Building Resilience Through Collaboration

Change is inevitable and often unpredictable in business. To navigate this ever-evolving landscape, both central and peripheral design teams must embrace a collaborative approach. Working together, they can create a unified design system that encompasses language, behaviours, methods, and knowledge. This shared system, effectively communicated across the entire organisation, fosters a foundation for agility and resilience.

Shared Knowledge Combats Power Struggles

Without a collaborative effort, organisations can fall into a cycle of internal struggles. Disagreements about roles and responsibilities can hinder progress. A well-established design system, supported by a strong knowledge base, can help mitigate these power struggles. By providing a clear framework and shared understanding, the design system empowers central and peripheral teams to focus on user needs while maintaining the core principles of the design language.

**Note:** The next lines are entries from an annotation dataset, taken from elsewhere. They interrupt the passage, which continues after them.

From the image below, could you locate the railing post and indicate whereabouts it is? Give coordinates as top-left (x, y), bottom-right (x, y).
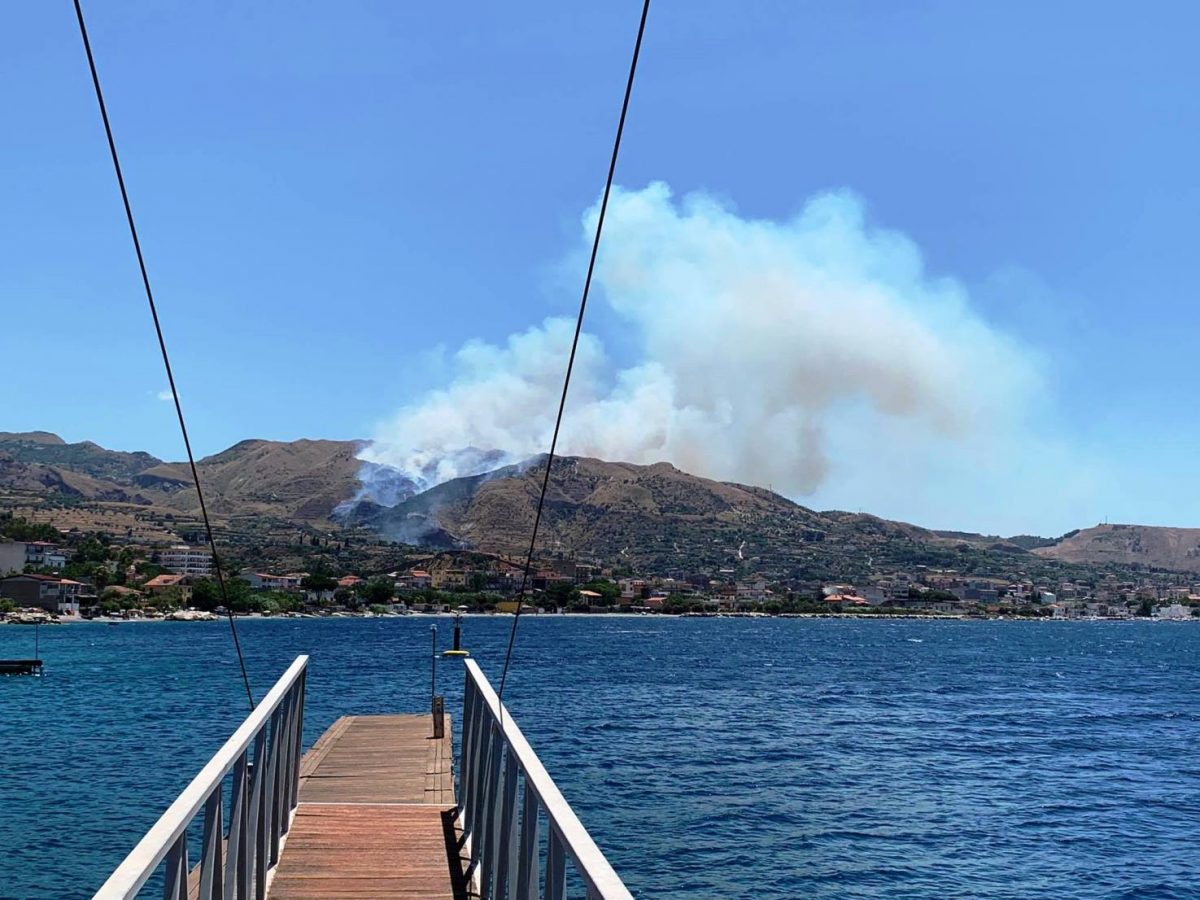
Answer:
top-left (292, 670), bottom-right (308, 809)
top-left (263, 703), bottom-right (283, 869)
top-left (224, 751), bottom-right (250, 900)
top-left (496, 746), bottom-right (517, 900)
top-left (458, 670), bottom-right (476, 830)
top-left (162, 829), bottom-right (187, 900)
top-left (468, 709), bottom-right (492, 864)
top-left (544, 827), bottom-right (566, 900)
top-left (480, 722), bottom-right (504, 900)
top-left (199, 781), bottom-right (224, 900)
top-left (514, 779), bottom-right (538, 900)
top-left (247, 726), bottom-right (266, 900)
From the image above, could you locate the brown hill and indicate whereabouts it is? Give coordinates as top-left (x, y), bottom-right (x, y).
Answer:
top-left (0, 451), bottom-right (151, 504)
top-left (355, 457), bottom-right (1032, 576)
top-left (0, 432), bottom-right (361, 522)
top-left (1033, 524), bottom-right (1200, 572)
top-left (148, 440), bottom-right (361, 521)
top-left (0, 431), bottom-right (161, 480)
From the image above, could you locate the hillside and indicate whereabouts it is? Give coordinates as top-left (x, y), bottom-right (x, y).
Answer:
top-left (0, 431), bottom-right (162, 479)
top-left (11, 432), bottom-right (1200, 578)
top-left (353, 457), bottom-right (1038, 577)
top-left (147, 440), bottom-right (361, 522)
top-left (1033, 524), bottom-right (1200, 572)
top-left (0, 432), bottom-right (360, 523)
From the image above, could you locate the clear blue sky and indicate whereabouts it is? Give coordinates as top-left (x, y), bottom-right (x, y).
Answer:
top-left (0, 0), bottom-right (1200, 532)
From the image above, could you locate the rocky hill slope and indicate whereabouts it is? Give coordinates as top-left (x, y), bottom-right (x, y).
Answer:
top-left (1033, 524), bottom-right (1200, 572)
top-left (0, 432), bottom-right (1200, 577)
top-left (0, 432), bottom-right (360, 522)
top-left (353, 457), bottom-right (1036, 576)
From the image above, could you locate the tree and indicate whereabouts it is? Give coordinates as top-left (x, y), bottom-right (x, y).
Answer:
top-left (545, 581), bottom-right (580, 606)
top-left (192, 578), bottom-right (257, 612)
top-left (359, 578), bottom-right (396, 606)
top-left (581, 581), bottom-right (620, 606)
top-left (300, 560), bottom-right (337, 592)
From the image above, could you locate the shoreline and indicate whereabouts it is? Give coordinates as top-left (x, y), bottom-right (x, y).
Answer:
top-left (14, 612), bottom-right (1200, 628)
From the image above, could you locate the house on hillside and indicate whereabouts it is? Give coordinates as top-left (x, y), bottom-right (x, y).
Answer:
top-left (0, 541), bottom-right (25, 575)
top-left (238, 569), bottom-right (304, 593)
top-left (142, 575), bottom-right (192, 602)
top-left (158, 544), bottom-right (212, 578)
top-left (0, 575), bottom-right (83, 616)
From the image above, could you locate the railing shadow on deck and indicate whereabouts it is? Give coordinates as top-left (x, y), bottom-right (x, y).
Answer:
top-left (95, 656), bottom-right (308, 900)
top-left (458, 660), bottom-right (632, 900)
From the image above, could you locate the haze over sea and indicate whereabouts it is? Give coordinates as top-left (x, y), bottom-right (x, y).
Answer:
top-left (0, 617), bottom-right (1200, 898)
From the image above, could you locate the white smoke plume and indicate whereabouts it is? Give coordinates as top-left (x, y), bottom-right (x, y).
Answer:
top-left (362, 184), bottom-right (1039, 520)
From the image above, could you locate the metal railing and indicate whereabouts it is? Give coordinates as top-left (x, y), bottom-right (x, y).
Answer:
top-left (96, 656), bottom-right (308, 900)
top-left (458, 660), bottom-right (632, 900)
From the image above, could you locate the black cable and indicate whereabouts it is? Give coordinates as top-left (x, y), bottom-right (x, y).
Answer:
top-left (74, 0), bottom-right (254, 710)
top-left (494, 0), bottom-right (650, 715)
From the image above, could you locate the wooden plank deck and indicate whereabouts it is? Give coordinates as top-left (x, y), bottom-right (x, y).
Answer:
top-left (268, 715), bottom-right (468, 900)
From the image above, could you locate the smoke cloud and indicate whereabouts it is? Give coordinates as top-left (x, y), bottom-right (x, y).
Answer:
top-left (362, 184), bottom-right (1040, 513)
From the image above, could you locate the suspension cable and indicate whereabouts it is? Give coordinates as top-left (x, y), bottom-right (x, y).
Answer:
top-left (74, 0), bottom-right (254, 710)
top-left (494, 0), bottom-right (650, 715)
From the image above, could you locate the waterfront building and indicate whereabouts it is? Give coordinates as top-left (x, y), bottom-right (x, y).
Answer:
top-left (0, 575), bottom-right (83, 616)
top-left (0, 541), bottom-right (25, 575)
top-left (158, 544), bottom-right (212, 578)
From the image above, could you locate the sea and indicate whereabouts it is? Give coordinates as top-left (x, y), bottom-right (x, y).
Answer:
top-left (0, 616), bottom-right (1200, 900)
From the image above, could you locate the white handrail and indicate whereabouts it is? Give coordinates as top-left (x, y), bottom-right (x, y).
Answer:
top-left (95, 656), bottom-right (308, 900)
top-left (463, 659), bottom-right (632, 900)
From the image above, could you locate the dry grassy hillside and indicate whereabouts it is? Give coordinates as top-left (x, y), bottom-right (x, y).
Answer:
top-left (1033, 524), bottom-right (1200, 572)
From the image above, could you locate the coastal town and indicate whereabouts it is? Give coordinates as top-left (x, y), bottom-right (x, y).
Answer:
top-left (0, 518), bottom-right (1200, 624)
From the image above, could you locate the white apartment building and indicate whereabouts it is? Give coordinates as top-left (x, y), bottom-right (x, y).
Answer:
top-left (158, 544), bottom-right (212, 577)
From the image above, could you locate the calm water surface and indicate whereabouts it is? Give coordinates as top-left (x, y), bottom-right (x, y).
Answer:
top-left (0, 617), bottom-right (1200, 898)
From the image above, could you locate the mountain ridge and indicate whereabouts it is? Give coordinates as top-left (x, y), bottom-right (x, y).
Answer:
top-left (0, 431), bottom-right (1200, 572)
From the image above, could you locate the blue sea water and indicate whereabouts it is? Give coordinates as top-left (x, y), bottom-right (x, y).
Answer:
top-left (0, 616), bottom-right (1200, 899)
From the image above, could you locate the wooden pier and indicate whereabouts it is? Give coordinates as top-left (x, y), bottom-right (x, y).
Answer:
top-left (95, 656), bottom-right (632, 900)
top-left (0, 659), bottom-right (42, 674)
top-left (266, 715), bottom-right (467, 900)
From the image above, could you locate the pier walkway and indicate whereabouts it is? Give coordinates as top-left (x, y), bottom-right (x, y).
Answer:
top-left (95, 656), bottom-right (632, 900)
top-left (266, 715), bottom-right (467, 900)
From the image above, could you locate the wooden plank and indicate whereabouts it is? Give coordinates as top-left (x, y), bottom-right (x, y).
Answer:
top-left (269, 715), bottom-right (467, 900)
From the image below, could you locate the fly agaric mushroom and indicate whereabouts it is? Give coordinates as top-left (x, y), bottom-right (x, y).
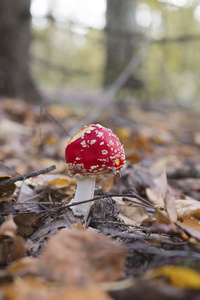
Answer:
top-left (65, 124), bottom-right (125, 220)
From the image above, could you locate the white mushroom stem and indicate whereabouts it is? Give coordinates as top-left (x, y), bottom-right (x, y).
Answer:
top-left (72, 176), bottom-right (96, 221)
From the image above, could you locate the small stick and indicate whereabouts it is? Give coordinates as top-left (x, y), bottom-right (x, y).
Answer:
top-left (64, 191), bottom-right (154, 208)
top-left (0, 165), bottom-right (56, 186)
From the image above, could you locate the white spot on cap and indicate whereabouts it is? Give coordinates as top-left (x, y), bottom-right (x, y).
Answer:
top-left (81, 141), bottom-right (87, 147)
top-left (90, 140), bottom-right (97, 145)
top-left (96, 124), bottom-right (103, 128)
top-left (101, 150), bottom-right (108, 155)
top-left (96, 130), bottom-right (103, 137)
top-left (90, 165), bottom-right (99, 170)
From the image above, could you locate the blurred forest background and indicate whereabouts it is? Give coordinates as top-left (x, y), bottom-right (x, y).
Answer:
top-left (0, 0), bottom-right (200, 105)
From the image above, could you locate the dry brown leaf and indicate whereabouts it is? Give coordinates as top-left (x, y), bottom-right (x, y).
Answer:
top-left (175, 199), bottom-right (200, 219)
top-left (146, 171), bottom-right (177, 224)
top-left (144, 265), bottom-right (200, 289)
top-left (0, 175), bottom-right (16, 201)
top-left (38, 229), bottom-right (127, 284)
top-left (2, 277), bottom-right (111, 300)
top-left (116, 199), bottom-right (148, 225)
top-left (0, 215), bottom-right (26, 264)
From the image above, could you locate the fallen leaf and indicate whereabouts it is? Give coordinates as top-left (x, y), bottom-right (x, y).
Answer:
top-left (175, 199), bottom-right (200, 219)
top-left (144, 265), bottom-right (200, 289)
top-left (38, 229), bottom-right (127, 284)
top-left (2, 277), bottom-right (111, 300)
top-left (0, 215), bottom-right (26, 264)
top-left (0, 175), bottom-right (16, 201)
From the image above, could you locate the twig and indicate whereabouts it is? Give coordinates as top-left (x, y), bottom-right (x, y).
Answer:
top-left (0, 165), bottom-right (56, 186)
top-left (64, 192), bottom-right (154, 208)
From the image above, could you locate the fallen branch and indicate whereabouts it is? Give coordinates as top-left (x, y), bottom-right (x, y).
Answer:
top-left (0, 165), bottom-right (56, 186)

Resilience in the Face of Change

As product teams adapt to user needs and behaviours, the design system demonstrates its actual value: resilience.  The knowledge base embedded within the system,  including the design language and methodologies, acts as a safeguard.  It ensures that changes made at the product level address user needs without compromising the core principles of the overall design language.

Robustness

The Value of Design: Beyond Artifacts

Designers play a crucial role within an organisation, extending far beyond creating artefacts for engineering teams.  Effective design can profoundly impact how an organisation presents, interacts with users, and adapts to future developments.

Building a Robust Design Knowledge Base

By establishing a comprehensive design knowledge base fully integrated within the business, designers create a critical reference point for the entire organisation.  This robust resource empowers central and peripheral designers to advocate for a unified vision – "one truth" – that encompasses user needs, defined colour palettes, font sizes, spacing considerations, and even colour themes for international markets.  This unified approach ensures accessibility and inclusivity across all products and services.

Scale

Scaling Design Impact in an Agile Organization

The final frontier in an agile organisation isn't necessarily scaling teams or buttons; it's about scaling the design's overall impact on the organisation.  This stage focuses on establishing mechanisms to maintain the organisation's visual identity and brand status.

The Power of Automation

This is where a well-defined design system shines. By integrating well-defined components, elements, and atoms and heavily leveraging automation, the organisation achieves a level of efficiency where design updates can be implemented seamlessly throughout the product development lifecycle.

Benefits of Scalability

A scalable design system offers significant advantages:

  • Market Flexibility: The organisation can allocate resources to different markets without duplicating design efforts for specific products. Existing design components can be utilised and adapted for various market needs.
  • Streamlined Workflows: A fully automated design system allows for:
    • Direct colour palette changes through code
    • Creation of new pages based on existing patterns
    • Development of new user flows by adjusting existing libraries to meet specific market requirements

This automation minimises repetitive tasks and frees design resources for more strategic initiatives.

Why is it important?

Many design teams fall into the trap of prioritising design system creation over implementation and impact.  While hundreds of hours might be invested in crafting a seemingly perfect system, it fails to deliver value if it doesn't address the organisation's specific needs.

This article series aims to bridge the gap between theory and practice.  We'll explore how to design systems that can be effectively integrated within any organisation, maximising their impact.  The focus will be on advocating for design systems as theoretical tools and robust solutions that translate present-day business needs into tangible design outcomes.